Miscarriage is one of the complications of pregnancy that most concern pregnant women. In fact it is estimated that it is a risk that occurs in 20% of pregnancies, and that in two out of ten cases ends with the death of the baby.

The news is that experts at St. Mary's Hospital in Manchester (England) have found a method of early diagnosis of spontaneous abortion capable of accurately predicting which pregnant women at risk will end up losing their baby.

Until now there was no way to predict the outcome of this threat of miscarriages, so that gynecologists could take ineffective and even potentially harmful measures, such as blood tests, ultrasounds or unnecessary hospital admissions, as one of the authors states. of this work.

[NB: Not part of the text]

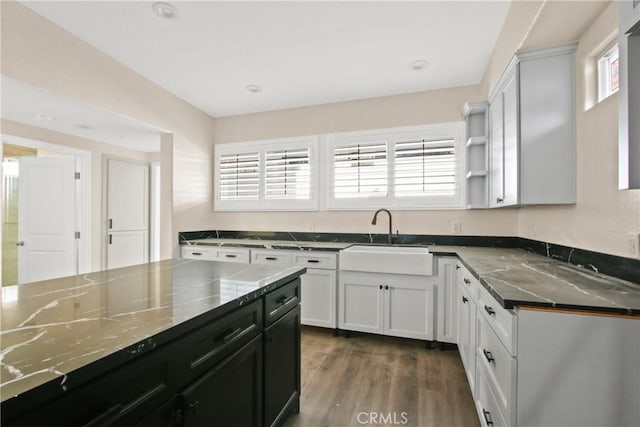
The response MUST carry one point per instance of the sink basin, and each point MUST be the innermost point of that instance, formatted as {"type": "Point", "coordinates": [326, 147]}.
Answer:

To find an alternative to this problem, St Mary researchers followed 112 women at risk of miscarriage, who were between the sixth and tenth week of pregnancy, undergoing various diagnostic tests. The results indicated that there are six factors that have a major impact on the risk of miscarriage: a history of infertility, progesterone levels, human chorionic gonadotropin (hCG), the amount of bleeding, the baby's gestational age and the size of the fetus.

In 20% of pregnancies there is a risk of spontaneous abortion, and in two out of ten cases it ends with the loss of the baby

Combining two of these factors, the amount of bleeding and hCG levels, they came up with what they called Pregnancy viability index (PVI), which could be a useful and effective method to predict pregnancies that may end in an abortion. If we look at the study we see how PVI accounted for 94% of pregnancies that were positive and predicted 77% of those in which a spontaneous abortion took place.

This method will allow opening a greater course of action in this type of case and save the patient unnecessary tests, anticipating in addition to the knowledge of those women who will require psychological help. The next step to give more validity to the PVI will be to try to expand the study with a more significant sample of pregnant women.


Healthy Pregnancy Tips From the CDC (November 2019).